The first series to grace that special hour between bottles one and two, was not Breaking Bad or The Crown but Barbarians the new(ish) German six parter detailing the road to the Battle of the Teutoburg Forest massacre 9AD where three whole legions were massacred by assorted German tribes under Arminius (see my blog on this battle, and the Roman follow up here).
My overall verdict? About five out of ten. Six maybe.
I thought the Latin for the Romans and German (dubbed English) for the Germans was a good idea. Nice to hear what the Romans actually sounded like. To be fair though, unless they said status quo, vini, vidi, vici or carpe diem, I wouldn’t have a bloody clue what the actors were declaiming. Could have been Tahitian.
The actor playing Arminius - an actor called Laurence Rupp was the major weakness. His idea of showing his character’s conflict at being torn between two cultures was to a) look as though he was going to cry b) imitate a plank of wood. He mainly went for the wooden style. I couldn’t see him rallying a stag party with free booze at the Munich bierfest, let alone coalescing together the internecine hatred of the German tribes to attack the might of Rome.
HIs overlong, intercut and frankly gibberish soliloquy to the severed head of Varus disrupting the climatic battle scene was a particular low point. What should have been the dramatic climax of the series turned into a real life conflict between me fast forwarding and the writer jerking off platitudes.
The armour and period detail looked correct which makes Roman army pedants like myself happy. To be fair, it was hard to get this wrong as, in 9AD, the Roman army looked pretty much exactly as you’d picture them - all lorica segmentata and curved helmets. But it was all so small scale! We’ve been spoilt with the grandeur of movies like Gladiator or even Spartacus as casts of thousands of extras duly trooped back and forth into gigantic battles. Here they were clearly on a budget. Arminius’ auxiliary cavalry command was basically him and six other hairy blokes.
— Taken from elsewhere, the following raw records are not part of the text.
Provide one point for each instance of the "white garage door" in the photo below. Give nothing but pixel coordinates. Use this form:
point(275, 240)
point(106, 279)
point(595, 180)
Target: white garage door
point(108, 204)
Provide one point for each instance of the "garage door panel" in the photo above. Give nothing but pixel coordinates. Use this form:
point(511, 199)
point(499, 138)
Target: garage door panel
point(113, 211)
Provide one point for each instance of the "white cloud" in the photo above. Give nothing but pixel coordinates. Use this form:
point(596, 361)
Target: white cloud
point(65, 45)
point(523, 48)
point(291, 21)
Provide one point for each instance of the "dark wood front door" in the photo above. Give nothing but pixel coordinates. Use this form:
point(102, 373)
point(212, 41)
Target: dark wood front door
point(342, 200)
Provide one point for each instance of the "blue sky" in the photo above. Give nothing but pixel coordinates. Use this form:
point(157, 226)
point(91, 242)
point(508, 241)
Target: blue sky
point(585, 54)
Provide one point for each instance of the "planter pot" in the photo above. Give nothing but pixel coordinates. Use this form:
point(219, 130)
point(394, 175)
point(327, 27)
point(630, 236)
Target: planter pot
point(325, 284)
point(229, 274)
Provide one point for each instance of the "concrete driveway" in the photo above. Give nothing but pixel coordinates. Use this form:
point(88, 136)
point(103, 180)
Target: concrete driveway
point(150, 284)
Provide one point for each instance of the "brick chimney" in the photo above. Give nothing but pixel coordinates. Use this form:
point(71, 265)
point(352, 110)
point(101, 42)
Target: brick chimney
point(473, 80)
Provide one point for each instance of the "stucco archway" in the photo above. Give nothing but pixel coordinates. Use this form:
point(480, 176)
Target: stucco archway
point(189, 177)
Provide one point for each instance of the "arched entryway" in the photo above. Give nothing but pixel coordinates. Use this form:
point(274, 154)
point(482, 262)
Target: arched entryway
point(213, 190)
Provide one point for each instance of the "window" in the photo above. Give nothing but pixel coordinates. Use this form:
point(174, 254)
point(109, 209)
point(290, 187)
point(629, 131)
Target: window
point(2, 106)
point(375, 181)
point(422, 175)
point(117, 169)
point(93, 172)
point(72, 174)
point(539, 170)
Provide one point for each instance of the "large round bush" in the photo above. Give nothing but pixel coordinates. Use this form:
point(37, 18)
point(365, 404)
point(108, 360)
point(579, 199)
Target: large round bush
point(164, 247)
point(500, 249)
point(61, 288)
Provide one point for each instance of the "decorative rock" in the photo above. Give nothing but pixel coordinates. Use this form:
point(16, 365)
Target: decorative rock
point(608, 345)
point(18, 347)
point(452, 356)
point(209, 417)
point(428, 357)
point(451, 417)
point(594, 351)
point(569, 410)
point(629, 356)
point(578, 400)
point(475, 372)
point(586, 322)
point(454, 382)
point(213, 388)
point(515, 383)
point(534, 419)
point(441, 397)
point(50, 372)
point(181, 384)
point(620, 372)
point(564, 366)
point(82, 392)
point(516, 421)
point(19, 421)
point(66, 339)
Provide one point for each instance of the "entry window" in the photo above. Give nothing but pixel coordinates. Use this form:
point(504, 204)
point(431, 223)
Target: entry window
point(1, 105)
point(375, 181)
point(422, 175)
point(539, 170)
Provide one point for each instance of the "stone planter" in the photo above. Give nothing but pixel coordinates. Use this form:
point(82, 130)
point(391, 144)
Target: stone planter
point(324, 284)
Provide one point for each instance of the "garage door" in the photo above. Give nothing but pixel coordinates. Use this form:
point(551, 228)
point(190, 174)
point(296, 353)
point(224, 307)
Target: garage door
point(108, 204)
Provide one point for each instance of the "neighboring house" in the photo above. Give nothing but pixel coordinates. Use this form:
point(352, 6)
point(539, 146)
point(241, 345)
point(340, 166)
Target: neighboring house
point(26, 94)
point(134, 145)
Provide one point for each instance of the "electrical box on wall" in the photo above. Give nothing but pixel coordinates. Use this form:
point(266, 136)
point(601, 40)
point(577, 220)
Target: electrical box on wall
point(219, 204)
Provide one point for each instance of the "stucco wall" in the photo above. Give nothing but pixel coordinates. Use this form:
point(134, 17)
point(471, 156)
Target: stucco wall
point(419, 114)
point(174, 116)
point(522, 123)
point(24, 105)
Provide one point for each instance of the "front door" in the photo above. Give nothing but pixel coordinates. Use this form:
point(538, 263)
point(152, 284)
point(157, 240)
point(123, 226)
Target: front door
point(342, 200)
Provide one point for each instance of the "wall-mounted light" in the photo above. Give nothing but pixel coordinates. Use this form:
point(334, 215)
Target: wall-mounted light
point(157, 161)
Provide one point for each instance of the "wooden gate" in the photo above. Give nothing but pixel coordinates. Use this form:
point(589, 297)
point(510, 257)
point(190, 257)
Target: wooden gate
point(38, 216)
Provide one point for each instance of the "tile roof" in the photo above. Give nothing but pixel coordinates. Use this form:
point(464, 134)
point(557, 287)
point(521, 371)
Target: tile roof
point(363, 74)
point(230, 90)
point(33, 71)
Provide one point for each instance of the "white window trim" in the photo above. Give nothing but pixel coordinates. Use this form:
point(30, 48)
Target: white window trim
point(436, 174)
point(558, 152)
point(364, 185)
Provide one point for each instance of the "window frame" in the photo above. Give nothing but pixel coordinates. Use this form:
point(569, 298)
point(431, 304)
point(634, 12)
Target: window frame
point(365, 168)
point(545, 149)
There was the usual Woden, will of the wisp, dress up the shaman in a funny costume, old gods shite that seem to populate these sorts of series (I think it shared some of the same production staff as Amazon’s lamentable Vikings). The main female character, played by Jeanne Goursaud, flipped between naked romps with the two main male leads and wearing a funny sub-Marvel outfit whilst slicing one her eyes out with a stone knife. A ‘wise woman’ apparently.
To summarise: The Romans were bastards. The tribes liked fighting each other. Some of the acting was as wooden as the Teutoburg Forest itself. The period detail looked okay. It was very small scale. Some of the history was off but not annoyingly so. I fell asleep twice and had to spool though the episodes trying to remember where I’d dropped off. Could have been the wine.
Anyway, bring on Germanicus and Tiberius in series two to give these tribes a good kicking in the lesser known, but just as devastating, Roman response to the loss of the eagles at Teutoburg.